Ему вспомнилось ленинградское небо в то декабрьское утро, когда он последний раз улетал в Москву — бледное, у горизонта похожее на несъедобный слоеный торт химических цветов: синевато-лиловый, розоватый, желтоватый, бледно-голубой… Все краски неяркие, робкие, точно не уверенные, надо ли им вообще показываться над этой суровой землей. Северное небо, красивое, но холодное, навевающее меланхолию…

А закаты на Соловках! Пожалуй, в тамошней жизни это была единственная отдушина. Напоминание о том, что за колючей проволокой и заборами мир еще существует. Что, может быть, придет час, когда небо станет ближе, а забор сгниет и рухнет… Впрочем, порой не утешали и закаты. Напротив, раздражали: равнодушная, жестокая красота, холодное бессмысленное небо, свысока взирающее на немыслимо страшные вещи, которые творятся под ним. Холодное солнце, бесстрастно заглядывающее в глаза мертвецов… Он до сих пор удивлялся, что выжил.

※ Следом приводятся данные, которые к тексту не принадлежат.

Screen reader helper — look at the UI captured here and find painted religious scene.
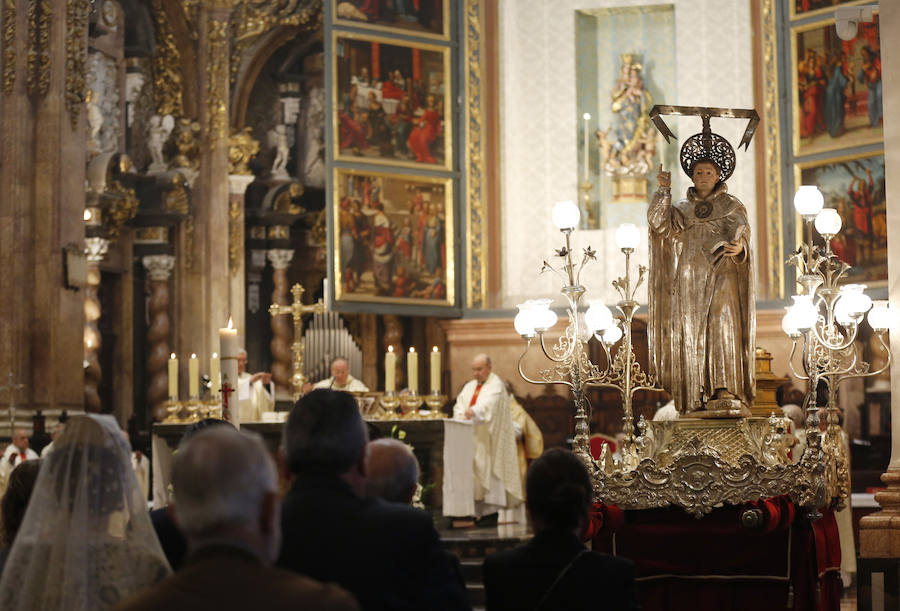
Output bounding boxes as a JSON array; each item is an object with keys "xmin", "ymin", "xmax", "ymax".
[
  {"xmin": 334, "ymin": 170, "xmax": 454, "ymax": 305},
  {"xmin": 334, "ymin": 0, "xmax": 448, "ymax": 37},
  {"xmin": 793, "ymin": 15, "xmax": 884, "ymax": 155},
  {"xmin": 798, "ymin": 154, "xmax": 888, "ymax": 286},
  {"xmin": 334, "ymin": 36, "xmax": 451, "ymax": 169}
]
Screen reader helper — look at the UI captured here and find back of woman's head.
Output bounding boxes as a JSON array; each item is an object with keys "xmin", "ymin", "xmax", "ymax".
[
  {"xmin": 525, "ymin": 448, "xmax": 591, "ymax": 530},
  {"xmin": 0, "ymin": 459, "xmax": 42, "ymax": 545}
]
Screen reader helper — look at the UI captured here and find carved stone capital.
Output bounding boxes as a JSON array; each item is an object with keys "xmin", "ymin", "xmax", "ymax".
[
  {"xmin": 266, "ymin": 248, "xmax": 294, "ymax": 269},
  {"xmin": 142, "ymin": 255, "xmax": 175, "ymax": 282},
  {"xmin": 84, "ymin": 238, "xmax": 109, "ymax": 263}
]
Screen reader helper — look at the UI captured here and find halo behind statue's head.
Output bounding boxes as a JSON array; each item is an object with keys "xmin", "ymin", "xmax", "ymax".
[{"xmin": 680, "ymin": 132, "xmax": 736, "ymax": 182}]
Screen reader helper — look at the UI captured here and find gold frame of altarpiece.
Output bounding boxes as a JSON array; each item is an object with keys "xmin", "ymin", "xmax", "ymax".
[
  {"xmin": 331, "ymin": 168, "xmax": 456, "ymax": 308},
  {"xmin": 331, "ymin": 30, "xmax": 454, "ymax": 172}
]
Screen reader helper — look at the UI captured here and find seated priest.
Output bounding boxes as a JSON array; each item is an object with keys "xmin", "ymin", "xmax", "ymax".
[
  {"xmin": 453, "ymin": 354, "xmax": 524, "ymax": 522},
  {"xmin": 238, "ymin": 348, "xmax": 275, "ymax": 422},
  {"xmin": 303, "ymin": 356, "xmax": 369, "ymax": 393}
]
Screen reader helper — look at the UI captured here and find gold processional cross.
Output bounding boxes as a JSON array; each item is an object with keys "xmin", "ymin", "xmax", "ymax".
[
  {"xmin": 0, "ymin": 371, "xmax": 25, "ymax": 437},
  {"xmin": 269, "ymin": 284, "xmax": 326, "ymax": 401}
]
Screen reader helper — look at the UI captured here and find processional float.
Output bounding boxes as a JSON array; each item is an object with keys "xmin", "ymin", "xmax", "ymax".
[{"xmin": 514, "ymin": 105, "xmax": 892, "ymax": 518}]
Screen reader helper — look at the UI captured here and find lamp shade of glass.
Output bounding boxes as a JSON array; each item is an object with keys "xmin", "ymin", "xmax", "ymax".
[
  {"xmin": 794, "ymin": 185, "xmax": 825, "ymax": 219},
  {"xmin": 816, "ymin": 208, "xmax": 844, "ymax": 236},
  {"xmin": 869, "ymin": 301, "xmax": 892, "ymax": 331},
  {"xmin": 838, "ymin": 284, "xmax": 872, "ymax": 318},
  {"xmin": 781, "ymin": 306, "xmax": 800, "ymax": 337},
  {"xmin": 513, "ymin": 303, "xmax": 534, "ymax": 337},
  {"xmin": 602, "ymin": 325, "xmax": 622, "ymax": 346},
  {"xmin": 616, "ymin": 223, "xmax": 641, "ymax": 250},
  {"xmin": 584, "ymin": 299, "xmax": 613, "ymax": 333},
  {"xmin": 791, "ymin": 295, "xmax": 819, "ymax": 331},
  {"xmin": 552, "ymin": 200, "xmax": 581, "ymax": 231}
]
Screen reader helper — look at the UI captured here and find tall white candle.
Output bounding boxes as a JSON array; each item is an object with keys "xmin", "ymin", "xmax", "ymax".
[
  {"xmin": 209, "ymin": 352, "xmax": 222, "ymax": 399},
  {"xmin": 169, "ymin": 352, "xmax": 178, "ymax": 401},
  {"xmin": 384, "ymin": 346, "xmax": 397, "ymax": 392},
  {"xmin": 188, "ymin": 354, "xmax": 200, "ymax": 399},
  {"xmin": 406, "ymin": 348, "xmax": 419, "ymax": 392},
  {"xmin": 431, "ymin": 346, "xmax": 441, "ymax": 394},
  {"xmin": 583, "ymin": 112, "xmax": 591, "ymax": 182}
]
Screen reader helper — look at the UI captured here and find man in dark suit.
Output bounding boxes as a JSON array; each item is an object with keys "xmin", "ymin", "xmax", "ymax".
[
  {"xmin": 484, "ymin": 448, "xmax": 638, "ymax": 611},
  {"xmin": 278, "ymin": 389, "xmax": 470, "ymax": 611},
  {"xmin": 117, "ymin": 427, "xmax": 359, "ymax": 611}
]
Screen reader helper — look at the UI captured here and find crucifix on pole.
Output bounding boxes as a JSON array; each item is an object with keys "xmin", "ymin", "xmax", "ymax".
[
  {"xmin": 269, "ymin": 284, "xmax": 326, "ymax": 401},
  {"xmin": 0, "ymin": 371, "xmax": 25, "ymax": 437}
]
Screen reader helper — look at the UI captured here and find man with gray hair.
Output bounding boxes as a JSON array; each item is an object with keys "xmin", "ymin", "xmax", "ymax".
[
  {"xmin": 278, "ymin": 389, "xmax": 470, "ymax": 611},
  {"xmin": 119, "ymin": 427, "xmax": 359, "ymax": 611},
  {"xmin": 366, "ymin": 438, "xmax": 419, "ymax": 505}
]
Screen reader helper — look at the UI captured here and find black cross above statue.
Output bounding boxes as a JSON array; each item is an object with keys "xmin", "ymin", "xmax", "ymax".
[
  {"xmin": 0, "ymin": 371, "xmax": 25, "ymax": 437},
  {"xmin": 269, "ymin": 283, "xmax": 326, "ymax": 401}
]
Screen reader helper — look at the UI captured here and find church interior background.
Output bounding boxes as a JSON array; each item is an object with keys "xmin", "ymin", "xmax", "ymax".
[{"xmin": 0, "ymin": 0, "xmax": 900, "ymax": 608}]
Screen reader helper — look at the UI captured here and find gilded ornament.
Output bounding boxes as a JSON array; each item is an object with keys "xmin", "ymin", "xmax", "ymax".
[
  {"xmin": 465, "ymin": 0, "xmax": 487, "ymax": 308},
  {"xmin": 228, "ymin": 199, "xmax": 244, "ymax": 276},
  {"xmin": 206, "ymin": 19, "xmax": 228, "ymax": 147},
  {"xmin": 228, "ymin": 127, "xmax": 259, "ymax": 176},
  {"xmin": 3, "ymin": 0, "xmax": 16, "ymax": 95},
  {"xmin": 150, "ymin": 0, "xmax": 184, "ymax": 116},
  {"xmin": 66, "ymin": 0, "xmax": 90, "ymax": 130}
]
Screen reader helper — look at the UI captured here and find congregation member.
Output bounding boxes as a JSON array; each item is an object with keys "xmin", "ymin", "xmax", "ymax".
[
  {"xmin": 278, "ymin": 389, "xmax": 470, "ymax": 611},
  {"xmin": 0, "ymin": 414, "xmax": 171, "ymax": 611},
  {"xmin": 304, "ymin": 356, "xmax": 369, "ymax": 392},
  {"xmin": 0, "ymin": 429, "xmax": 38, "ymax": 491},
  {"xmin": 0, "ymin": 459, "xmax": 41, "ymax": 575},
  {"xmin": 453, "ymin": 354, "xmax": 524, "ymax": 522},
  {"xmin": 484, "ymin": 448, "xmax": 638, "ymax": 611},
  {"xmin": 117, "ymin": 426, "xmax": 359, "ymax": 611},
  {"xmin": 237, "ymin": 348, "xmax": 275, "ymax": 422},
  {"xmin": 366, "ymin": 438, "xmax": 419, "ymax": 505}
]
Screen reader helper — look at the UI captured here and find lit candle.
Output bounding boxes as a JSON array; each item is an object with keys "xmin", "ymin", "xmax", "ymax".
[
  {"xmin": 384, "ymin": 346, "xmax": 397, "ymax": 392},
  {"xmin": 406, "ymin": 348, "xmax": 419, "ymax": 393},
  {"xmin": 209, "ymin": 352, "xmax": 222, "ymax": 399},
  {"xmin": 583, "ymin": 112, "xmax": 591, "ymax": 182},
  {"xmin": 431, "ymin": 346, "xmax": 441, "ymax": 395},
  {"xmin": 169, "ymin": 352, "xmax": 178, "ymax": 401},
  {"xmin": 188, "ymin": 354, "xmax": 200, "ymax": 399}
]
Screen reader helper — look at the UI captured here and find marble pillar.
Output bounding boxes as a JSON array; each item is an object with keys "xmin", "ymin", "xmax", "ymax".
[
  {"xmin": 0, "ymin": 0, "xmax": 90, "ymax": 416},
  {"xmin": 859, "ymin": 2, "xmax": 900, "ymax": 558},
  {"xmin": 84, "ymin": 238, "xmax": 109, "ymax": 412},
  {"xmin": 142, "ymin": 255, "xmax": 175, "ymax": 421},
  {"xmin": 266, "ymin": 248, "xmax": 294, "ymax": 396}
]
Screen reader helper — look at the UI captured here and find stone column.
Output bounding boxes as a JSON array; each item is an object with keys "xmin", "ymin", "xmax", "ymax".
[
  {"xmin": 84, "ymin": 238, "xmax": 109, "ymax": 412},
  {"xmin": 859, "ymin": 2, "xmax": 900, "ymax": 564},
  {"xmin": 266, "ymin": 248, "xmax": 294, "ymax": 394},
  {"xmin": 143, "ymin": 255, "xmax": 175, "ymax": 421}
]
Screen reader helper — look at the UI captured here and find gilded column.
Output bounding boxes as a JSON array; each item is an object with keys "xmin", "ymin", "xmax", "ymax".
[
  {"xmin": 84, "ymin": 238, "xmax": 109, "ymax": 412},
  {"xmin": 266, "ymin": 248, "xmax": 294, "ymax": 394},
  {"xmin": 143, "ymin": 255, "xmax": 175, "ymax": 420}
]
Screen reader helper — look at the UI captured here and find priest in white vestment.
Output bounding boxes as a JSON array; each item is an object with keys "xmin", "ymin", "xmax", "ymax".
[
  {"xmin": 309, "ymin": 356, "xmax": 369, "ymax": 392},
  {"xmin": 238, "ymin": 348, "xmax": 275, "ymax": 422},
  {"xmin": 453, "ymin": 354, "xmax": 524, "ymax": 522}
]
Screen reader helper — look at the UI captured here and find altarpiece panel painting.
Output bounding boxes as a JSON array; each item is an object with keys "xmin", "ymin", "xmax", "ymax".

Здешние закаты были другими, далеко не такими утонченно прекрасными, как северные. Но зато даже зимой — не холодными. Серость пасмурных облаков здесь была иной: они не висели над головой давящим унылым компрессом из грязной ваты, а неслись высоко, гонимые ветрами трех морей и двух проливов, готовые в любой миг расступиться, показывая клок ярко-голубого неба, уверяющий, что до весны совсем недалеко… Что могли понять люди, живущие под таким небом, в той жизни, которую он оставил под крылом самолета несколько дней назад?

Странная мысль кольнула президента: «А имею ли я вообще моральное право быть сейчас здесь? Гулять среди разряженной толпы, скрывая под маской свою скифскую физиономию с вечной степной печалью в глазах?..»

«Имею! — ответил он сам себе. — Потому что мне нужно узнать здесь что-то важное, некий код. Получить если не рецепт, как нам жить дальше, то хоть какой-то намек…»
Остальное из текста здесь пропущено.